Prochain arrêt : le fatalisme

Deux autres activités humaines sont pointées du doigt par les chercheurs. La première est la présence toujours plus importante de la lumière artificielle nocturne, qui remplit les critères d’un « perturbateur endocrinien environnemental pour la faune » en déréglant les rythmes des animaux et leur production de mélatonine, une hormone aux propriétés anti-tumorales. Pour couronner le tout, les chercheurs expliquent que l’activité humaine diminue la diversité génétique des espèces d’animaux, notamment en réduisant la population via la chasse, le braconnage ou la destruction des habitats naturels, ce qui contrecarre le processus évolutif naturel qui contribue normalement à éliminer les gènes les plus nocifs.
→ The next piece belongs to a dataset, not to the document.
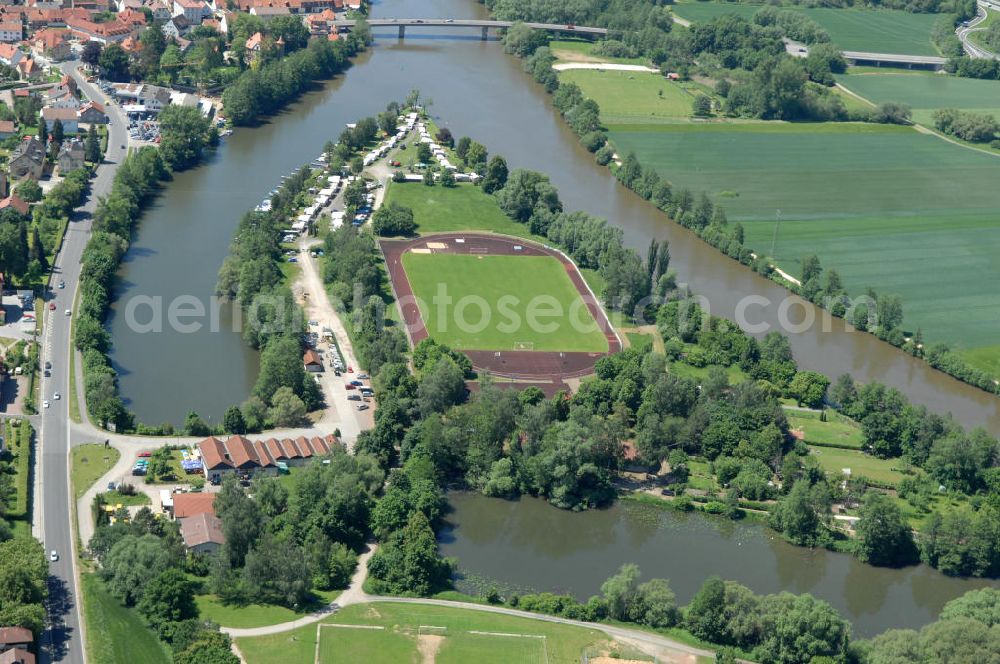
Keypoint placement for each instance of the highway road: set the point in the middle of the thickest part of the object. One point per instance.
(63, 642)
C’est cette diminution de la diversité génétique qui explique, par exemple, la prévalence de cancer chez certains animaux de compagnie — ce qui a été notamment prouvé en novembre 2017 chez les furets, les léopards des neiges, certains renards et zèbres et quelques lions de mer.

Au terme de leur macabre énumération, les chercheurs concluent donc que « l’espèce humaine peut être considérée comme oncogène, capable de modeler l’environnement d’une manière à provoquer des cancers chez les animaux sauvages. Sachant que l’impact de l’homme sur la faune va certainement croître plutôt que décroître (…), il est crucial de reconnaître les possible liens entre activité humaine et cancer animal. »
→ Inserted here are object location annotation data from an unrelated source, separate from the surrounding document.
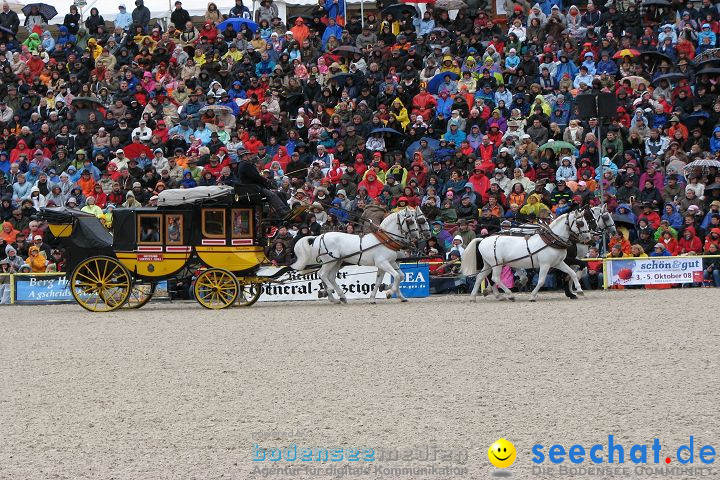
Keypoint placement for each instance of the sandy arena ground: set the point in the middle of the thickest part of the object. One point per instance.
(176, 391)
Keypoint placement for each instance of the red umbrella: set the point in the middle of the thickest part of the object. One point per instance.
(135, 149)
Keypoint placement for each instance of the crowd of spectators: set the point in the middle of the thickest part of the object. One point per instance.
(453, 112)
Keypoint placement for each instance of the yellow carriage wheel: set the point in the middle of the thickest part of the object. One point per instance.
(140, 294)
(100, 284)
(249, 293)
(216, 288)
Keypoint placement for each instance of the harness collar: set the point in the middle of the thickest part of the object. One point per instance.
(387, 241)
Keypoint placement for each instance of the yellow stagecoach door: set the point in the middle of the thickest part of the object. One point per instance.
(228, 239)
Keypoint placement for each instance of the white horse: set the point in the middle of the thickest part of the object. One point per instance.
(545, 249)
(381, 249)
(599, 220)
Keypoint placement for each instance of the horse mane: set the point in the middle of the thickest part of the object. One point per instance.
(557, 219)
(387, 220)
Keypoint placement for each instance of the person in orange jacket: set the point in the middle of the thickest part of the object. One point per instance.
(86, 183)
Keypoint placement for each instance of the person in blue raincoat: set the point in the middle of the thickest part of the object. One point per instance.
(671, 214)
(334, 9)
(332, 30)
(566, 66)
Dans un communiqué, Mathieu Giraudeau, l’un des auteurs de l’étude, décrit les prochaines étapes de son travail : développer des bio-marqueurs pour « aller sur le terrain et mesurer les taux de cancer des populations sauvages » afin d’estimer plus précisément l’impact réel de notre civilisation. Et ensuite ? Si le lien était prouvé et quantifié, serait-ce suffisant pour influer sur les politiques globales alors que des piles et des piles de rapports sur le climat n’ont pas suffi à enrayer la logique destructrice du capitalisme mondialisé ? Probablement pas, et les chercheurs ne sont pas particulièrement optimistes quant à nos chances de nous racheter face à Mère Nature…
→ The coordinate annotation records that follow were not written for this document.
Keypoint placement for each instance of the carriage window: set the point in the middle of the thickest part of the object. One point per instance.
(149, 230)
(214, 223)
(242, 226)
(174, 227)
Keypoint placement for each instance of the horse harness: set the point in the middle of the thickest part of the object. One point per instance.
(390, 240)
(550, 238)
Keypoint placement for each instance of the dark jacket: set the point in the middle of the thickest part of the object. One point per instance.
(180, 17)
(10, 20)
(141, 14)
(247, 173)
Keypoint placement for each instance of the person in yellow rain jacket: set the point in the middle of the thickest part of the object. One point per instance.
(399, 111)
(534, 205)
« Pour moi, la chose la plus triste est que nous savons déjà quoi faire. Nous ne devrions pas détruire les habitats sauvages, polluer l’environnement ou nourrir les animaux avec notre nourriture », écrit ainsi Tuul Sepp, un des co-auteurs de l’étude, dans le même communiqué. « Le fait que tout le monde sache quoi faire et que personne ne fasse rien rend la situation désespérante », conclut-il. Peut-être que l’être humain, sous sa forme actuelle, ne peut tout simplement pas faire autrement, et qu’il est inutile d’essayer de modifier le comportement de l’espèce. Après tout, personne n’a jamais essayé de convaincre un virus d’arrêter de nuire.